# New Diorama Forum



## hankster

I have gotten a few emails over the past couple weeks asking me about info on making dioramas. Since I wasn't able to answer the questions I figured that some of our members would be willing to share their ideas, latest projects and tips. 

So we've created this forum to try and keep the info for this specialized niche of modeling in one place.


----------



## John P

GREAT idea!


----------



## beck

i second that opinion . this is cool .
hb


----------



## MonsterModelMan

This will be a great addition to our modeling community. Thanks Hank!

MMM


----------



## roadrner

Enjoying the heck out of the new forum. Thanks Hank! :thumbsup: rr


----------



## xsavoie

*Dioramas.*

If dioramas don't make the kits per say,they will at least enhance the kits greatly most of the time.In a sense,they are about as important as the kit subject itself.So keep on building those dioramas folks.


----------



## Lloyd Collins

What is a diorama? Does it involve dinosaurs? :jest:


----------



## bert model maker

diorama ideas will be an important forum, what better way to display our work.


----------



## POCKETWOCKET

"what's a diorama ?" _Ralph Wiggum_


----------



## bert model maker

a display that tells a story of of the model and pehaps captures a scene where the model was featured in a movie etc.


----------



## Lype Motorsport

Hi Hankster :wave: 
Thank you very much for this new forum! Hobby Talk Rocks!!!


Larry


----------



## ivarski

*Thanks!*

Very good, Hanks! Enjoying the new forum. Posting some pictures of my latest diorama. Its from LeMans 24h in 1:43 scale.

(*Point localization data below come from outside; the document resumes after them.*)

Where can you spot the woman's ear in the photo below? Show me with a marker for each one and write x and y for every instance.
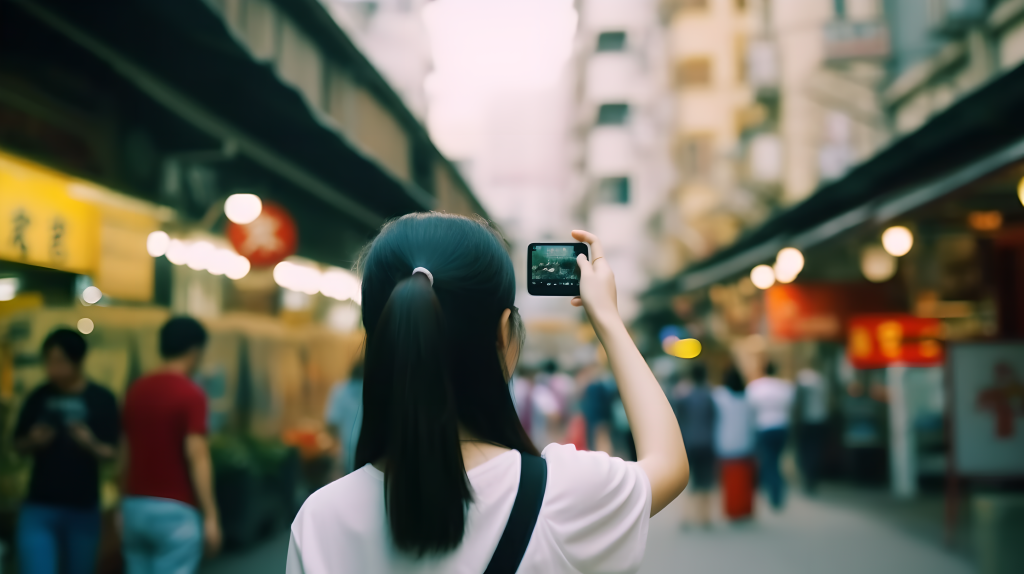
(505, 330)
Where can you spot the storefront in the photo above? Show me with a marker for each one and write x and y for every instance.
(122, 148)
(875, 278)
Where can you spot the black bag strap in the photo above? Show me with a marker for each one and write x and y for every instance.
(518, 530)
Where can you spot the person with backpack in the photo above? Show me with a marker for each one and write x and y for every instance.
(448, 479)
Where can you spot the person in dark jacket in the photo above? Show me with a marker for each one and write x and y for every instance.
(68, 426)
(695, 411)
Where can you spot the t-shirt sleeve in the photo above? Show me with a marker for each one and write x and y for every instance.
(107, 425)
(196, 412)
(294, 564)
(597, 509)
(29, 414)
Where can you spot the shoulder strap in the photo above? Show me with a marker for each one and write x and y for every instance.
(518, 530)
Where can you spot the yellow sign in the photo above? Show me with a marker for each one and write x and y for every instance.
(40, 224)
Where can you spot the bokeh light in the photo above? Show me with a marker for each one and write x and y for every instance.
(788, 264)
(685, 349)
(897, 240)
(91, 295)
(877, 265)
(763, 276)
(85, 325)
(157, 244)
(243, 208)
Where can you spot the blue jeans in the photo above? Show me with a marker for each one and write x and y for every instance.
(161, 536)
(52, 537)
(770, 444)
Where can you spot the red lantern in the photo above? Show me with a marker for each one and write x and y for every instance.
(266, 240)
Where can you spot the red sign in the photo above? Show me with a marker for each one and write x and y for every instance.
(268, 239)
(879, 341)
(822, 311)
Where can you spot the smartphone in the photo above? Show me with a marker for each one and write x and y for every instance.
(553, 270)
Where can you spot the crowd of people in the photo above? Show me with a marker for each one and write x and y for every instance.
(735, 432)
(69, 426)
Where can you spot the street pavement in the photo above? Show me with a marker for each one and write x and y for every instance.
(809, 536)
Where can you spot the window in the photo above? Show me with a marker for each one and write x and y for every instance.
(693, 72)
(697, 158)
(613, 190)
(612, 114)
(611, 42)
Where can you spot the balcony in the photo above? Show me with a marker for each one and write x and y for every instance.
(846, 40)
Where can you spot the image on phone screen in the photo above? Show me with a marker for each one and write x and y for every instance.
(553, 269)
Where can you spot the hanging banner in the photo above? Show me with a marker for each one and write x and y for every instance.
(268, 239)
(881, 340)
(40, 224)
(821, 311)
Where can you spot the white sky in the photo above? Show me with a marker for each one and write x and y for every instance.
(483, 49)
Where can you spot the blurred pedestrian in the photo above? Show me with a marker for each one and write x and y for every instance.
(596, 406)
(695, 412)
(68, 426)
(813, 401)
(734, 439)
(448, 480)
(344, 418)
(772, 401)
(169, 512)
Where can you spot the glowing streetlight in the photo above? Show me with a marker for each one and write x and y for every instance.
(157, 244)
(239, 268)
(897, 240)
(763, 276)
(85, 325)
(788, 264)
(684, 348)
(877, 265)
(177, 252)
(243, 208)
(91, 295)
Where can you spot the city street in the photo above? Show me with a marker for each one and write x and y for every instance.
(809, 536)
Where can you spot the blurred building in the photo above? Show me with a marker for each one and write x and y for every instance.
(882, 142)
(393, 36)
(622, 126)
(126, 129)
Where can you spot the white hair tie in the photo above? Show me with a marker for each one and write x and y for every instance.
(425, 272)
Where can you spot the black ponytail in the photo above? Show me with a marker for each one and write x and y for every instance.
(431, 365)
(425, 474)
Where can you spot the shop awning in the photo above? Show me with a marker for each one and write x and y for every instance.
(980, 134)
(181, 54)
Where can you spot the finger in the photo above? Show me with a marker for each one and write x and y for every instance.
(596, 250)
(586, 267)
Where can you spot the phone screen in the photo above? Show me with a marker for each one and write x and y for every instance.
(553, 269)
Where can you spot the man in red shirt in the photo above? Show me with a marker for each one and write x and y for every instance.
(169, 509)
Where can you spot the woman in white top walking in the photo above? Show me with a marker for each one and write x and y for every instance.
(439, 453)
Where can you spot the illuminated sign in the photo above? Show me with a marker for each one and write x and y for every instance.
(40, 224)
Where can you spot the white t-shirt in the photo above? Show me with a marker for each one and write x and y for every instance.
(772, 401)
(594, 518)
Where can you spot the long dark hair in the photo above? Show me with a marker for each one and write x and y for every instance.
(432, 363)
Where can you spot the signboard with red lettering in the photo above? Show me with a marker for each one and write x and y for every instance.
(987, 407)
(822, 311)
(268, 239)
(878, 341)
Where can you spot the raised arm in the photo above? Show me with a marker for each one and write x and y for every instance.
(659, 444)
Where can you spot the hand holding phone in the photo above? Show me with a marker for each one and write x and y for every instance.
(597, 282)
(553, 269)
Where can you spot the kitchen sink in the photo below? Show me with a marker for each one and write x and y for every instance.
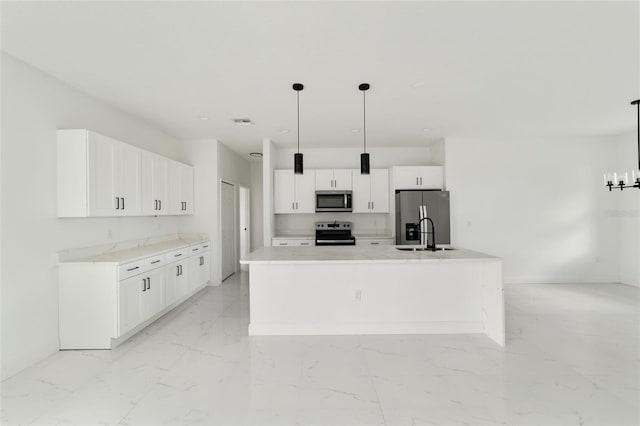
(424, 249)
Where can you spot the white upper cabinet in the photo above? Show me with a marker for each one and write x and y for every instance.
(371, 192)
(180, 188)
(284, 191)
(418, 177)
(333, 180)
(128, 179)
(99, 177)
(155, 189)
(305, 192)
(294, 193)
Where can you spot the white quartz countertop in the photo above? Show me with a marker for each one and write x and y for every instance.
(130, 254)
(359, 254)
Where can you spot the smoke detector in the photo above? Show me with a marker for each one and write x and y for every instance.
(243, 121)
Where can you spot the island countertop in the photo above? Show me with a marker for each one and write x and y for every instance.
(359, 254)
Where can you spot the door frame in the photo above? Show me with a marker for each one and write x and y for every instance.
(235, 226)
(246, 191)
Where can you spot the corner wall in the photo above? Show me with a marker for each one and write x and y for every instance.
(539, 204)
(627, 213)
(34, 105)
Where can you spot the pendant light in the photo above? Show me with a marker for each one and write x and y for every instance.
(364, 157)
(621, 181)
(297, 157)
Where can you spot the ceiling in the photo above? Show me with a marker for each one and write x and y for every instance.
(458, 69)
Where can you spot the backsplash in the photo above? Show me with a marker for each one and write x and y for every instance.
(303, 224)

http://homepage.mac.com/ivar.line/PhotoAlbum3.html

Hope you like it?


----------



## Grayce

I am in the process of making a diorama for my husband. I've never built a diorama before for a vehicle but I know that the scale must be somewhat accurate. You wouldn't want to have a garage scene with tires that are bigger than the car in it. But the tools and accessories I've found are mostly 1:18 scale but wouldn't a diecast model of that size be much too large to use for a miniature garage scene? I was wondering if it would look too strange to have a 1:24 diecast model vehicle in a diorama with 1:18 accessories?


----------



## bucwheat

Some are listed as 1/24 and 1/18 it depends on what accessories they are, some tools would work as well as gas pumps or coke machines,it's best to stick with either one or the other I find. Here is one I did in 1/24th scale







As you can see the oil rack to the right of the pump is 1/32 but still works weel.


----------



## Jafo

a diorama should tell a story and (no disrespect intended) a car sitting by a pump does that in a vague way which imho, is more like a setting per se or a scene, is it getting gas?, is someone looking for directions? , flat tire? abandoned? figures would enchance this greatly.


----------



## gunn

i see a shiney new vette and the guy went inside to take a leak. route 66 is a long road.
theres the story. lol
a dio to me is art. it doe's not need to be a story board dio.
it's like a junk yard dio. and no people around. those old rusted out cars tell a story in it's self. no need for figures. the cars take you back in time.
:wave:


----------



## Jafo

i see your point


----------



## Achtung T Shirt

Very cool idea...I just need to finish my diorama now so I can post it.


----------



## bucwheat

gunn said:


> i see a shiney new vette and the guy went inside to take a leak. route 66 is a long road.
> theres the story. lol
> a dio to me is art. it doe's not need to be a story board dio.
> it's like a junk yard dio. and no people around. those old rusted out cars tell a story in it's self. no need for figures. the cars take you back in time.
> :wave:


Well said Lee!:thumbsup:


----------



## sarahjohnson

*post reply*

second that opinion is great


----------